Saturday, April 18, 2020

Back to Winter

And.....winter again.  Just as ProfessorRoush was hoping to put the seasonal losses behind us, spring whimpered out of the way and let winter's lioness roar back in full bloodlust.  We had two very unfortunate anti-garden nights this week; a hard freeze on Monday following a strong north wind that shook the house and then a dusting of snow and another brief dip to freezing temperatures Thursday night last.  Only this fake steel rose near my front walk seems to be impervious to the damage.

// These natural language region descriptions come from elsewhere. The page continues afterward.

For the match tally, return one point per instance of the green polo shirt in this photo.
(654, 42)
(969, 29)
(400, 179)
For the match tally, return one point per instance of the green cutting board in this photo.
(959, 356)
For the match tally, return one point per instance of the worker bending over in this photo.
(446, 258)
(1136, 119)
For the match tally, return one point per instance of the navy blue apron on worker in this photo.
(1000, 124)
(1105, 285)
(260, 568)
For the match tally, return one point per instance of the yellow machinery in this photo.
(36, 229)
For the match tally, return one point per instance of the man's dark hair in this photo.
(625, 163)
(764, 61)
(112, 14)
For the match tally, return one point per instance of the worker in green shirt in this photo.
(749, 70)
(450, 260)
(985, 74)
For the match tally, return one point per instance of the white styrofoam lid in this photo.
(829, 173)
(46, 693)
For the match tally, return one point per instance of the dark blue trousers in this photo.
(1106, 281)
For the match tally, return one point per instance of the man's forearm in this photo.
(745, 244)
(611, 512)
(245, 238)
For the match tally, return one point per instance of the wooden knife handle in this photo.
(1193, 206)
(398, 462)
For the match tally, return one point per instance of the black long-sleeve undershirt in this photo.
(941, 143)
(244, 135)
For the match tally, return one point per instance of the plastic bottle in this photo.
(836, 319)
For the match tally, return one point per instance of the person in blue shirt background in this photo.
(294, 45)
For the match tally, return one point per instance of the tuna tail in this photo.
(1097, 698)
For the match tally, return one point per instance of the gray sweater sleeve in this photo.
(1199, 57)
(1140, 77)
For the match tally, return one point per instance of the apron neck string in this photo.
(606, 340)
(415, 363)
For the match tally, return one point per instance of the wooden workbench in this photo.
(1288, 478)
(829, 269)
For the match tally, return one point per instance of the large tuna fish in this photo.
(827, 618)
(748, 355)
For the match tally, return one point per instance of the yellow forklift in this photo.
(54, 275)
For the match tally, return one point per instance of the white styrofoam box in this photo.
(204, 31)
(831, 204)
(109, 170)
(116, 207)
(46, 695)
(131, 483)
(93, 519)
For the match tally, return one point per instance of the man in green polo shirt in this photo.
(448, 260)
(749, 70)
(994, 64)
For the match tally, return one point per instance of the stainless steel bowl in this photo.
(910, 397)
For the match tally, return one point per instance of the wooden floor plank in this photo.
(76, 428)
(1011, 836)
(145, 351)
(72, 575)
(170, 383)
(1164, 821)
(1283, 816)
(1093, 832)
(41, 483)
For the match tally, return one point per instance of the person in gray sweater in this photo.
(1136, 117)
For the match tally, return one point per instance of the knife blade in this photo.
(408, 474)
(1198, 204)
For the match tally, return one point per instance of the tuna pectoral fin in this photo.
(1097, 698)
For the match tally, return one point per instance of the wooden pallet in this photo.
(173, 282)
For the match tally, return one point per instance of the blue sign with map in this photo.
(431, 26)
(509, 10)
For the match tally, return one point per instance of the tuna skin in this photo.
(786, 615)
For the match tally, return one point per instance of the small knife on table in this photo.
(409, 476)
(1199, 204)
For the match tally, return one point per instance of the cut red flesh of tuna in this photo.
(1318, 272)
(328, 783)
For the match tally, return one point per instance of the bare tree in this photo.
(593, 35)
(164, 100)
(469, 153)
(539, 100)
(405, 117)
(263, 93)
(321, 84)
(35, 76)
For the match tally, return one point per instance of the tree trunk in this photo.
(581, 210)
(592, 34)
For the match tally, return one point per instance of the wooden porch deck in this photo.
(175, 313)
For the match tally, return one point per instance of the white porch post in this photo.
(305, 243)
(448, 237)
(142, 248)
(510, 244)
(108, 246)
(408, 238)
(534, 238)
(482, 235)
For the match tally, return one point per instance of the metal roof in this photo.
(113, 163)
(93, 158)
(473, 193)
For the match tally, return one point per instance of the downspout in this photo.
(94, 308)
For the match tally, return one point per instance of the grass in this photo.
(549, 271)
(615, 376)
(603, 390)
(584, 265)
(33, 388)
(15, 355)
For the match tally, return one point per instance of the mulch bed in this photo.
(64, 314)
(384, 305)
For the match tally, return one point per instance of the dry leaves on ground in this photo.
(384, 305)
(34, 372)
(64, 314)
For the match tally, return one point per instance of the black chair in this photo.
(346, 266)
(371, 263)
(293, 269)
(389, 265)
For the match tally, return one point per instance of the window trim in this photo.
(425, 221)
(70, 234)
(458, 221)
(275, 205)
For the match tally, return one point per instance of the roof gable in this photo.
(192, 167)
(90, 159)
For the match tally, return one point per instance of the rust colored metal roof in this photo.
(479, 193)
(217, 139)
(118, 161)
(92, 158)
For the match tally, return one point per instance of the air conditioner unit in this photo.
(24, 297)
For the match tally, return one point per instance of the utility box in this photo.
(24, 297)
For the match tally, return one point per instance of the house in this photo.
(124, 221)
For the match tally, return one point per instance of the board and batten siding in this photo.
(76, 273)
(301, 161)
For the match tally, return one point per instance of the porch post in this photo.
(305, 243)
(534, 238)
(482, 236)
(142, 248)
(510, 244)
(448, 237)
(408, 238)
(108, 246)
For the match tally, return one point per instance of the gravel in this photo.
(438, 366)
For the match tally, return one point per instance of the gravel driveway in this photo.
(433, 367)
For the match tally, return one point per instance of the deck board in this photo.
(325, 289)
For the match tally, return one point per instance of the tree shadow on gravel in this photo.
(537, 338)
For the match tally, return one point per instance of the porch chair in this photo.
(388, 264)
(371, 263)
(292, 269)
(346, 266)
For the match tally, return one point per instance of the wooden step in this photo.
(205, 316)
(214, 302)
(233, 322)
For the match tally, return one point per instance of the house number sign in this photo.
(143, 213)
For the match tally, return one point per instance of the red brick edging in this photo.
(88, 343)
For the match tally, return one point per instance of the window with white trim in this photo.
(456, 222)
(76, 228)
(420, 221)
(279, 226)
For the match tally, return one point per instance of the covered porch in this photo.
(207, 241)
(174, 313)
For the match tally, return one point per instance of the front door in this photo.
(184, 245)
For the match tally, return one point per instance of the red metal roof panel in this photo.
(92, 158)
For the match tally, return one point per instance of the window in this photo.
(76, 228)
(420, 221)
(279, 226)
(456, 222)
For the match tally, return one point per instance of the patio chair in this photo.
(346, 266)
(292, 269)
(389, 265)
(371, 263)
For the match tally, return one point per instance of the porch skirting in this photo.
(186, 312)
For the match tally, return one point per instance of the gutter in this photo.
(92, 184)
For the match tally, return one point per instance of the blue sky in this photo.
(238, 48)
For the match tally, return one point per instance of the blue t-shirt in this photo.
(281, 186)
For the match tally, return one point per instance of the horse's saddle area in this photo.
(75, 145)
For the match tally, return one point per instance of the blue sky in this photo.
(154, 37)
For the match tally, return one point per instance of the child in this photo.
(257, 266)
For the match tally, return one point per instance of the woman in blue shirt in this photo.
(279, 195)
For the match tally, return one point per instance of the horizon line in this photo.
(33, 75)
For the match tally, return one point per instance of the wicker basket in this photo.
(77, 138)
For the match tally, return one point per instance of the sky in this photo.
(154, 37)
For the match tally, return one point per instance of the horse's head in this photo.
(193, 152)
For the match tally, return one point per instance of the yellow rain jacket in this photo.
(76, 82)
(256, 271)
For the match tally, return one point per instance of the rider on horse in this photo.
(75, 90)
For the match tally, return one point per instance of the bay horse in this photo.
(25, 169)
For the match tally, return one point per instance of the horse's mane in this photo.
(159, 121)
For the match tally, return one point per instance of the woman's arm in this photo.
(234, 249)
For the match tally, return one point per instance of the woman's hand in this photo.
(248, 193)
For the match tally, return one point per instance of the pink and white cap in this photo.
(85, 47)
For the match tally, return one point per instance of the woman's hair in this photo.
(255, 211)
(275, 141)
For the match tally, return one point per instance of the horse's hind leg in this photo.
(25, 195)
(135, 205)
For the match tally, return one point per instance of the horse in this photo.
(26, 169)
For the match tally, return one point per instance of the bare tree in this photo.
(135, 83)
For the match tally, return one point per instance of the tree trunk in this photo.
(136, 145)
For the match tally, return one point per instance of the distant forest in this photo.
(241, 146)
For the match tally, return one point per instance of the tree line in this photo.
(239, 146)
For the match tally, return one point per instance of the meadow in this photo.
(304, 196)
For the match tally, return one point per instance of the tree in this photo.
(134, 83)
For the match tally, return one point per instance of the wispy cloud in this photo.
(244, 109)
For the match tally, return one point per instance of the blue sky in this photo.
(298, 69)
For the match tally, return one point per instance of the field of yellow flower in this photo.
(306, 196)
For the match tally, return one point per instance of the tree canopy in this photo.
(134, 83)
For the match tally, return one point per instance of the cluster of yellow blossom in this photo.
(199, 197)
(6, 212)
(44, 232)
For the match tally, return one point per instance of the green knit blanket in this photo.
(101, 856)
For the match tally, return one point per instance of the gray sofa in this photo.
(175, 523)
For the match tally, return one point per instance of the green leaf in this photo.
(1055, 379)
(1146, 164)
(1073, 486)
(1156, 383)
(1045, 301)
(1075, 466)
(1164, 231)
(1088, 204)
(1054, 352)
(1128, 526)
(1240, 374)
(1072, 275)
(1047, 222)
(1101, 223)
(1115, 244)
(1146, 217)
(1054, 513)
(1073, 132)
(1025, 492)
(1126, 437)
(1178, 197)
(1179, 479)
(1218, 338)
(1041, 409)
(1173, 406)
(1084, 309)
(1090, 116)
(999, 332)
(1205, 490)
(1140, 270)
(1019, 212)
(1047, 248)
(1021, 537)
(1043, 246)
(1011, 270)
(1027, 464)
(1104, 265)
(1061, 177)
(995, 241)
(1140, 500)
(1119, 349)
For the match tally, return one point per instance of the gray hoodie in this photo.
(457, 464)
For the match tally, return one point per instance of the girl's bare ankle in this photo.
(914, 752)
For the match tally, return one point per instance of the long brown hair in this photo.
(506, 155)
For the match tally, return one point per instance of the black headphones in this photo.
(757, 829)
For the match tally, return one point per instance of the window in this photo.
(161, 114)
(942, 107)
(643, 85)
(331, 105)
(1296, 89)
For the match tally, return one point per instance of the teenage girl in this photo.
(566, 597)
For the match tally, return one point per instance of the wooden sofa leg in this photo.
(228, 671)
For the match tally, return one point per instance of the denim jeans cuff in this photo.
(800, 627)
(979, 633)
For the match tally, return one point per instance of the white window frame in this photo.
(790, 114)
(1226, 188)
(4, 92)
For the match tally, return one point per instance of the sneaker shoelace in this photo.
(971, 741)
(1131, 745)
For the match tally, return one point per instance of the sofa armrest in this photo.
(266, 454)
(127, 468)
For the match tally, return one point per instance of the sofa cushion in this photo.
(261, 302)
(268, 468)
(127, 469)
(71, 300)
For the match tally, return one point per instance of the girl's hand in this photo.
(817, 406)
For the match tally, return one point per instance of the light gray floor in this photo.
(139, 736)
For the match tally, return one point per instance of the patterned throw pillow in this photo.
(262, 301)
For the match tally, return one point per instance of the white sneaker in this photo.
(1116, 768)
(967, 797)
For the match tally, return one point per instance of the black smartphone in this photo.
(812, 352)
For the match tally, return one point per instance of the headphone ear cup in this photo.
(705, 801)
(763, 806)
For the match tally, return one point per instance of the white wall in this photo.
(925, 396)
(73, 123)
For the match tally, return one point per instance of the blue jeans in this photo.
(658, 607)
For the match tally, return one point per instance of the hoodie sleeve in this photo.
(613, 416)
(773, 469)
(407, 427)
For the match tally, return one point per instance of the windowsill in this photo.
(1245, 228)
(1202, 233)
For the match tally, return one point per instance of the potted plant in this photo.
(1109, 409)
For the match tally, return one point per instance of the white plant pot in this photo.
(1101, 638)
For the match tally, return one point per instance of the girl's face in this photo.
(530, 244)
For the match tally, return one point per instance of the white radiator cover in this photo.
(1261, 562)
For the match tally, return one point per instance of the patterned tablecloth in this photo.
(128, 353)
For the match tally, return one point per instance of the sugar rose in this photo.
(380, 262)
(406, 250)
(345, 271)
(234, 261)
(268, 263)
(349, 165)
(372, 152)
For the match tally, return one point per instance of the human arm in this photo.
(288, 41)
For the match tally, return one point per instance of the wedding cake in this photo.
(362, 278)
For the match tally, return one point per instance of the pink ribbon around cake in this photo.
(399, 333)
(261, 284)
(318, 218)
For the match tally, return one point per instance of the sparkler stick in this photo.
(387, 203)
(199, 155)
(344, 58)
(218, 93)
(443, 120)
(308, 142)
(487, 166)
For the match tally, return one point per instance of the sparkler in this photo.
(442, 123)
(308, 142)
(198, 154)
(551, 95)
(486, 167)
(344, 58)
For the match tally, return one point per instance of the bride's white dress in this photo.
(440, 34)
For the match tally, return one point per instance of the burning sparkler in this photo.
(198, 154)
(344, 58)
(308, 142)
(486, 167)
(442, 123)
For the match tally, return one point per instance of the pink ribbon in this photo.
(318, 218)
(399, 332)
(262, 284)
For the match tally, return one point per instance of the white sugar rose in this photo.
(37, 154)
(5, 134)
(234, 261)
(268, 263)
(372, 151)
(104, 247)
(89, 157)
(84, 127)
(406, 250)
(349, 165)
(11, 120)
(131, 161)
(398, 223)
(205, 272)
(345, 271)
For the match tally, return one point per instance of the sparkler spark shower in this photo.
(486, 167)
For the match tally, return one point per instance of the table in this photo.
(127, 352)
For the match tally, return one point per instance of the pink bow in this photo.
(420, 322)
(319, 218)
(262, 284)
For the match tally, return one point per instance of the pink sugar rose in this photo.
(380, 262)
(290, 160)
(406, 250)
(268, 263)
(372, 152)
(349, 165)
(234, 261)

If you can't bear to look, then turn away quickly, but let me show you what a hard freeze does to asparagus.  I looked at these growing, stiffening spears on Sunday and thought about picking them, but decided another couple of days would get me a more filling harvest.  Now here they are, limp and broken, their tumescence and potential gelded by an icy maiden.  I'm sure this picture is an apt metaphor for some other issue that vexes old gardeners, but I can't recall anything like it at present, just another incidence of déja vu that will come to me later.







What will become of the snow-kissed peonies, like the ones pictured at right?  Or the daylilies and young roses, prematurely coaxed by the warming sun into rapid growth and now slapped down for their exuberance?   I have hope for the peonies yet, frost-resistant as these sensuous beauties can be, but some were beginning to bud, and I may yet harvest only a crop of small black buttons from the early peonies.






 In the two days since the snow, I've re-examined the daylilies and most may recover; leaves wrinkled and a little brown on the edges, but they may recover.  ProfessorRoush, however, is retreating for a time back into his COVID-quarantined lair, suckling his thumb in the darkness.  I'm tempted, knowing that the lowest forecast temperature for the next 10 days is 47ºF, to uncover the greening strawberries, but I just don't trust Kansas.  If I lose the strawberries, I lose all hope, and so I will change the oil in the lawnmower and sweep out the barn, and nurse the surviving onion starts, but I will not offer the strawberries in sacrifice to please the fickle gardening gods.  Hear me, Priapos, god of vegetable gardening?  You will not get my strawberries!